Sometimes two years younger is an easier gap to span than ten years older.
“I promise I’m fine,” Celese says, straightening when we step out of the bathhouse and into the fresh night air.
Snorting, Leaf says, “I’ll believe that when you can walk fifty yards in a straight line.”
Celese glares at her. “There are no straight fifty yards between here and home.”
Leaf helps her down the stairs, asking if that was the kind of sentence she’d let her students use.
I leave them bickering to grab the basket from where I’d hidden it on my home’s porch next door, but they wait for me and I accompany them to the point where the road splits. Kissing both their cheeks and watching them walk north toward the square and the temple, and Celese’s home beyond it.
She and Sabine will eventually sort themselves out, one way or another.
But when I turn away, I wish I had taken the small trail that leads behind my house—even with its uneven ground and ugly roots—instead of the main road past the inn.

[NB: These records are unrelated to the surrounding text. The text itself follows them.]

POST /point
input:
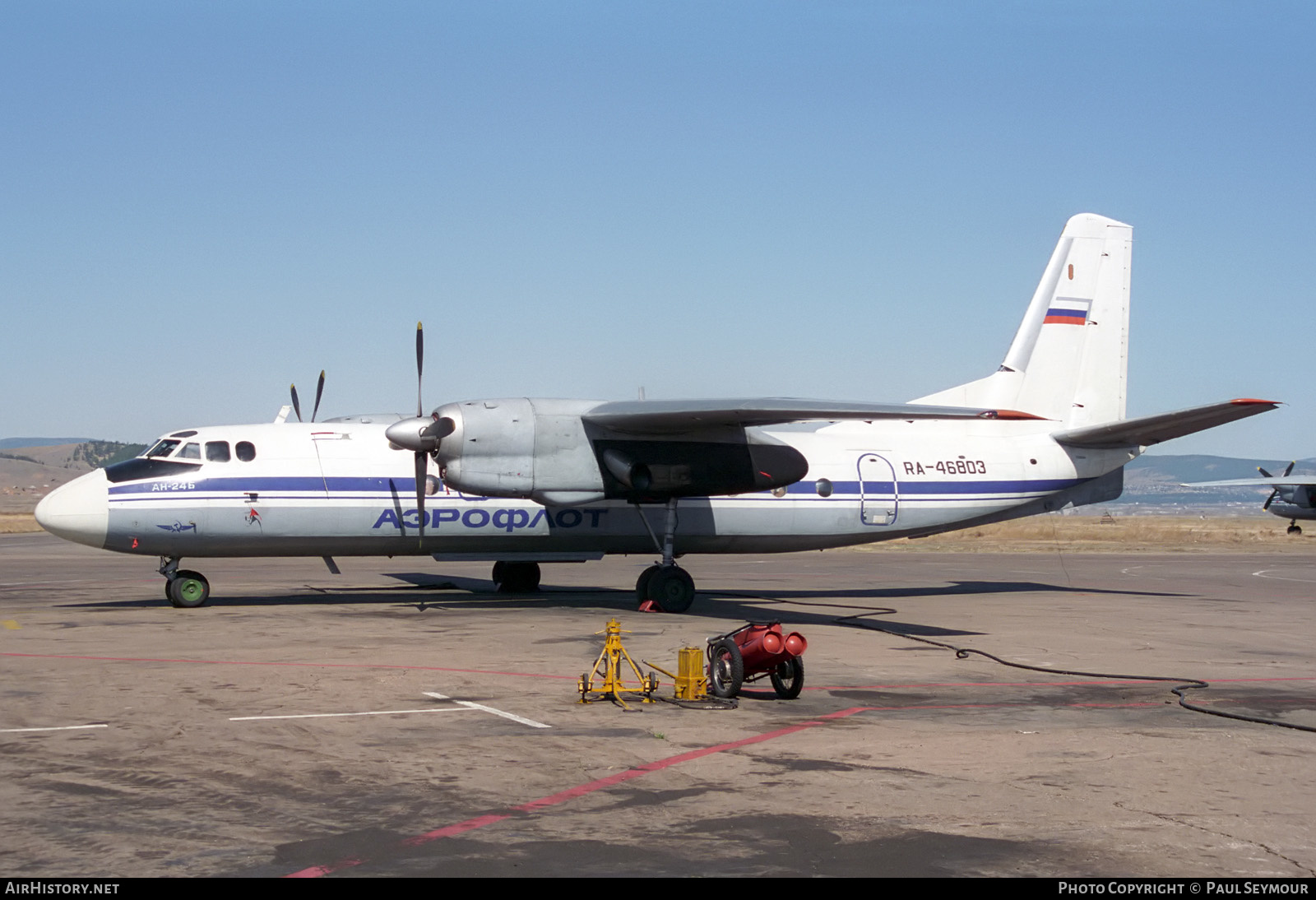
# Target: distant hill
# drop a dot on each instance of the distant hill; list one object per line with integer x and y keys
{"x": 1157, "y": 480}
{"x": 32, "y": 467}
{"x": 37, "y": 443}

The branches of that trail are close and I would have gotten out the other side with more than a few scrapes and scratches, but I would also have avoided Bibble.

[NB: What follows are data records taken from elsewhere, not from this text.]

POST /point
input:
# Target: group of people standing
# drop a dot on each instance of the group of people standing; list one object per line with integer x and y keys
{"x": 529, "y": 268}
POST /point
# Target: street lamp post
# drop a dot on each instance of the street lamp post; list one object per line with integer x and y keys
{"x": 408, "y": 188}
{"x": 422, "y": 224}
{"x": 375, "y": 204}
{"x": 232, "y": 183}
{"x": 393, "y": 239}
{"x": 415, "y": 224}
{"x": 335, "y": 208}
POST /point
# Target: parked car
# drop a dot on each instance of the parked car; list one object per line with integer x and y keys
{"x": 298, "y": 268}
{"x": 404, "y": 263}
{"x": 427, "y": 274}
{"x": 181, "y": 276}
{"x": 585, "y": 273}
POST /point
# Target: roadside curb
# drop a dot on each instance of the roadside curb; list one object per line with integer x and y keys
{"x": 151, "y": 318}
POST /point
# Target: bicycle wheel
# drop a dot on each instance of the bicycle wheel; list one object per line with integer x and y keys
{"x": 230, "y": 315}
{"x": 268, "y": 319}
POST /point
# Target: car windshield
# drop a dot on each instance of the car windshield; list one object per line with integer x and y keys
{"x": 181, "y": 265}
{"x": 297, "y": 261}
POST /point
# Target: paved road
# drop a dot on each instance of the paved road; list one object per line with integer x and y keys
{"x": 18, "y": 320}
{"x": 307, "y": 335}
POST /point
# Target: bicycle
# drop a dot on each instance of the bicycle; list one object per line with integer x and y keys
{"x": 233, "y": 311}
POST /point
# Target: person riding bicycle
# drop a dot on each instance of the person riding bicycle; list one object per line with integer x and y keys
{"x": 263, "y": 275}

“A lovely night, isn’t it, Miss Eventide?” He sweeps a deep bow and I imagine his nose touches the ground as he does so.
“It is certainly a night for stargazing, isn’t it?”

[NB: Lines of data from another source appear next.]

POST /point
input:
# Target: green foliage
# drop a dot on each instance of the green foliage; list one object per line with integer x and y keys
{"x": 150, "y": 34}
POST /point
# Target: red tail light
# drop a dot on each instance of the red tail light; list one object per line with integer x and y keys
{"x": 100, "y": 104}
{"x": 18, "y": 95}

He looks up at the clear sky overhead and sighs. “Would you like some company?
“Company” in that tone doesn’t mean company. Especially when it comes to horny gnomes.
“Have you changed your mind?” I ask, my gaze dropping involuntarily to the front of his trousers.
“I had hoped that maybe you had changed yours.” He steps closer, his voice lowering to a sultry baritone. “We had fun before... If you’d only let me try …”
I take a step back. “My objections still stand.”
Bibble had courted me for a month before we wound up in his bed. And what a disappointing encounter that had been.
I had known that we weren’t a match before I’d found out his cock was pierced with a line of short, sharp bones.
“If you’re not willing to remove them, there’s no reason to even pretend we would work.”
Tearing up my insides is not a price I am willing to pay for a roll in the proverbial hay.
And he had been such a promising prospect.
He doesn’t want a wife and I don’t want a husband who disappears for months out of the year, leading travelers on quests. Quests that half of them don’t come back from.
But he’s here, asking again... Tonight.
“Bibble?” I know he hears the suspicion in my tone.
He looks up at me, eyes wide and sparkling with the reflection of the stars overhead.
“What are you doing?”
There’s a reason Leaf isn’t working tonight.
Full moon fucking means more to certain types of creatures—Lycanthropes, most notably, but gnomes are one of them, too.
“Why are you asking me for this tonight?”
“I just…”
“Oh, no!” Leaf bustles up beside me and swats at the man before shoving him back three steps. “You don’t even get to talk to her tonight.”
Bibble backs away, looking faintly horrified.
“ What is going on?” I ask.
Gnomes don’t talk about why the full moon is special.
“He is a cretin.” She swats at him again and Bibble finally puts his hands up to defend himself.
They argue so fast, I lose track of the conversation.
He screeches something about not wanting to take gullible travelers out to the dragon stones anymore. She shouts that I am not his meal ticket and then it turns into sounds I’m not sure are actually a language.
“I’m going to let you two figure this out. I have moon berries to collect.”
Bibble looks like he wants to come after me, but Leaf stops him and I let her continue to berate him.
Villagers start leaning out their windows to glean morsels for tomorrow’s teatime gossip. I look forward to hearing Mina’s retelling tomorrow, but I don’t breathe easily until I pass the inn and can’t hear them anymore.
“Maybe I need to go to the city with Celese.” I mumble under my breath and take the path that leads east and then south away from the village.
Or maybe a traveling party will come through town and I can take out my needs on a willing stranger.
Whatever pleasure I manage to find, I won’t find it tonight.